E.B. Vein in Register of Noble Families, with their Coat of Arms, had this to say:
The race of Herr descended from a very ancient family; is free -- that is to say, of noble origin ... Likewise from time immemorial, its knights were brave and worthy ... posessing in Schwaben vast and rich estates, the name of which was called the Schwabish Knight Hugo, Herr or Lord of Bilreid ... in the year 1009 flourished and was known to all, the family from whom that of Herr is descended ... But in the 15th century several of their race resigned their nobility and settled as citizens ... They, however, retained their noble name and their Coat of Arms, and in the year 1593 John Herr, or Lord of Bilreid, obtained from the emporer Ferdinand, in Schwabish Hall, a written testimonial, proving for his flourishing family their Coat of Arms, their free and noble descent and the posession of their race to the last generation
Before the Herr family converted to the radical Anabaptist Reformation Movement, they were ancient knights whose coat of arms existed in several forms[1]. One is a gold sheild with a red band running horizontally at the midpoint of the shield.
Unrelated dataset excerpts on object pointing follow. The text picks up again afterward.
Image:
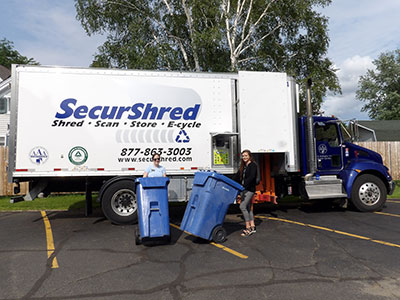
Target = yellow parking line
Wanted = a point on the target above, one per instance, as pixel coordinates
(50, 241)
(231, 251)
(331, 230)
(387, 214)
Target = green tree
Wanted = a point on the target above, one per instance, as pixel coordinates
(214, 36)
(380, 88)
(8, 55)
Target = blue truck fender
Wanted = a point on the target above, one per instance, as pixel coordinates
(358, 168)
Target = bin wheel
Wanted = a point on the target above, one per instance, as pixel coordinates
(219, 234)
(137, 237)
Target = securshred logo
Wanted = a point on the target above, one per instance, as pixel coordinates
(143, 111)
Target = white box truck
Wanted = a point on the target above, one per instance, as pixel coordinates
(89, 129)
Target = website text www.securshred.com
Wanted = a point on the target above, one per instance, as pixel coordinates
(145, 154)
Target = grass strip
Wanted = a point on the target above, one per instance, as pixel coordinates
(56, 202)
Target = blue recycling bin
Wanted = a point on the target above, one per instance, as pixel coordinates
(153, 215)
(211, 196)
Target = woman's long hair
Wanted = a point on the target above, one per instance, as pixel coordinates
(242, 164)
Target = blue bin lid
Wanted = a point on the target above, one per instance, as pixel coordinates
(200, 178)
(152, 182)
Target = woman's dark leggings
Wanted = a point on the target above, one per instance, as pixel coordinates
(245, 206)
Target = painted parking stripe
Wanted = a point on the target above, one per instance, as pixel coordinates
(387, 214)
(50, 241)
(332, 230)
(229, 250)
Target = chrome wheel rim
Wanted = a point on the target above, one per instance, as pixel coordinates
(369, 193)
(124, 203)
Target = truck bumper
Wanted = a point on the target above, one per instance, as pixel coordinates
(391, 187)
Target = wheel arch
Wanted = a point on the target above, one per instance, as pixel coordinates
(111, 181)
(374, 173)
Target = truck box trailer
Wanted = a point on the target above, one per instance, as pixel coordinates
(89, 129)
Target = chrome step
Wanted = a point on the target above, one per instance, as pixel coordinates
(325, 187)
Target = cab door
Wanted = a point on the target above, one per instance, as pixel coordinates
(329, 151)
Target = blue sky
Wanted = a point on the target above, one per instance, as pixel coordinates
(359, 31)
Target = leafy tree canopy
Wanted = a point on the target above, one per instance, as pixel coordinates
(380, 88)
(214, 36)
(8, 55)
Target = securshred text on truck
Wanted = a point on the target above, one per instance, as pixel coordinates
(87, 129)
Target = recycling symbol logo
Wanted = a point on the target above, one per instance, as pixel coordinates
(182, 137)
(78, 155)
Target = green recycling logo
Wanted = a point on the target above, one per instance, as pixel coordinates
(78, 155)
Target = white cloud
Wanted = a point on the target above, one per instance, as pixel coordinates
(345, 106)
(49, 32)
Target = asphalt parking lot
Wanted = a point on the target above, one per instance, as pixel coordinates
(306, 252)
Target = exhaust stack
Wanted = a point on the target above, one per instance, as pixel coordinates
(310, 134)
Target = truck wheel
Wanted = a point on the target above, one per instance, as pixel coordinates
(219, 234)
(119, 202)
(368, 193)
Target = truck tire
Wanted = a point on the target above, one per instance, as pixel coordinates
(119, 202)
(368, 193)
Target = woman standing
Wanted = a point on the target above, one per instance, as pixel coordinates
(247, 176)
(155, 170)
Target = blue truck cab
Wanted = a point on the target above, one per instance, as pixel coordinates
(357, 171)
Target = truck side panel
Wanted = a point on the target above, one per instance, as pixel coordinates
(268, 115)
(89, 122)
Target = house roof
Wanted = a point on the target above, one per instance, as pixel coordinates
(385, 130)
(4, 73)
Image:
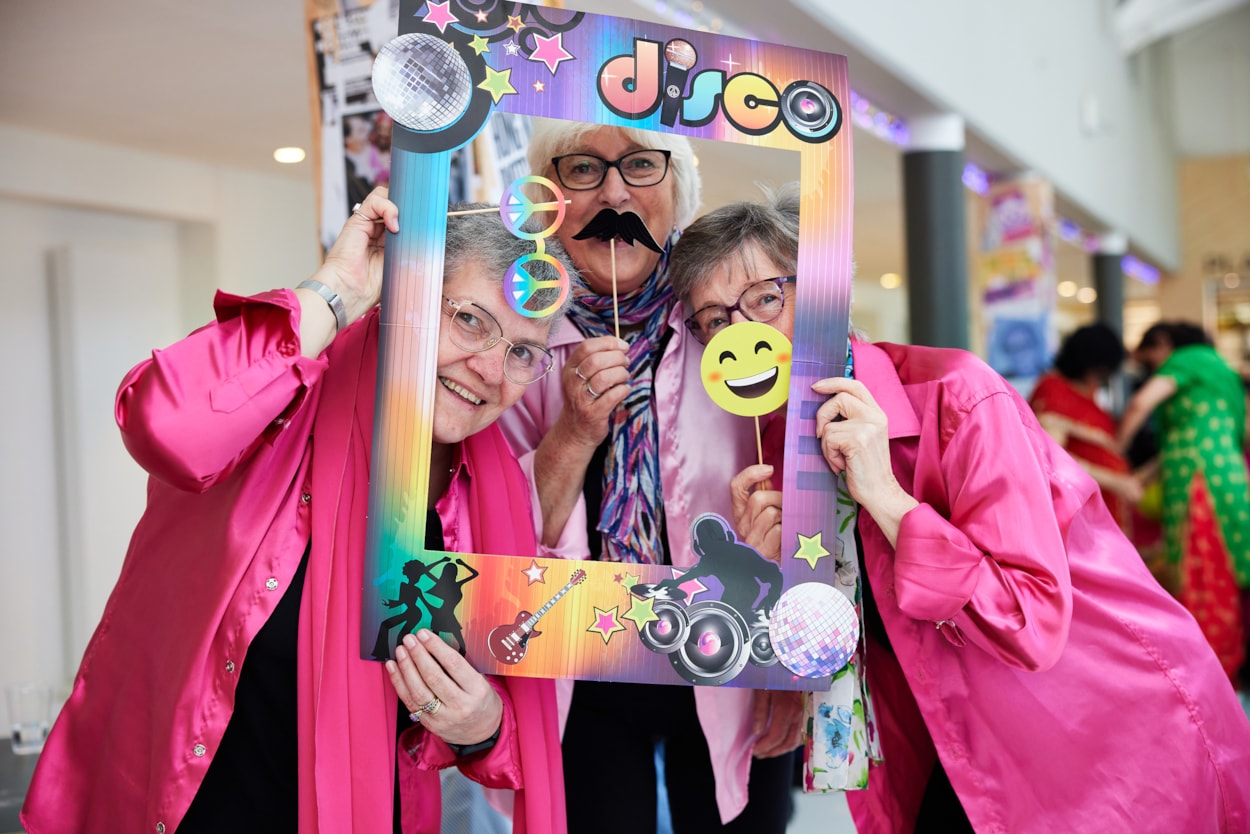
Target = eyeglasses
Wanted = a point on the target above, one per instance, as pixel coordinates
(474, 329)
(761, 301)
(586, 171)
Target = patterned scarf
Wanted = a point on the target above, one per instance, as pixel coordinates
(630, 517)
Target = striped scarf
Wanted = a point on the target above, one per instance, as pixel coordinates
(630, 517)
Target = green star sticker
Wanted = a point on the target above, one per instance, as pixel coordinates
(641, 613)
(498, 84)
(810, 549)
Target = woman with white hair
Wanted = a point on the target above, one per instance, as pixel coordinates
(623, 463)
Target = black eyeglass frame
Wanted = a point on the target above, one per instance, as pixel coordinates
(780, 280)
(450, 306)
(616, 164)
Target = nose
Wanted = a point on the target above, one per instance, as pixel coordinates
(613, 190)
(489, 364)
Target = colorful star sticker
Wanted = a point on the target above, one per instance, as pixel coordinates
(550, 51)
(496, 84)
(535, 573)
(641, 612)
(810, 549)
(691, 585)
(605, 624)
(440, 15)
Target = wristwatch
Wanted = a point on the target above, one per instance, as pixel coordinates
(461, 750)
(331, 298)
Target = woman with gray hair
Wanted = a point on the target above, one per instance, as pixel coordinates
(224, 688)
(624, 459)
(1023, 662)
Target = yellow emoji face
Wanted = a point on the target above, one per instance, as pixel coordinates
(746, 369)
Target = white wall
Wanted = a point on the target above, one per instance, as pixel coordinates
(104, 255)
Another, that of Sir Bilreid from Schwabish Hall and Rothernburg, is a silver sheild with an azure band [view image].
 
Footnotes
1Dr. Phillip E. Bedient, a Lancaster Penna. mathematician who has researched the Herr family for decades, states in supplemental data to the "Geneological Record of Rev. Hans Herr and His Direct Lineal Descendents" (Herr 1994) that it is doubtful a coat of arms was part of the Mennonite Herrs. Mennonite theology includes a refusal to take up military arms and other weapons of force. This tradition has existed in the Mennonite religion since the early days of the Reformation. If, in fact, a coat of arms has ever been part of the Herr family in America, it has largely been simply an object of curiosity.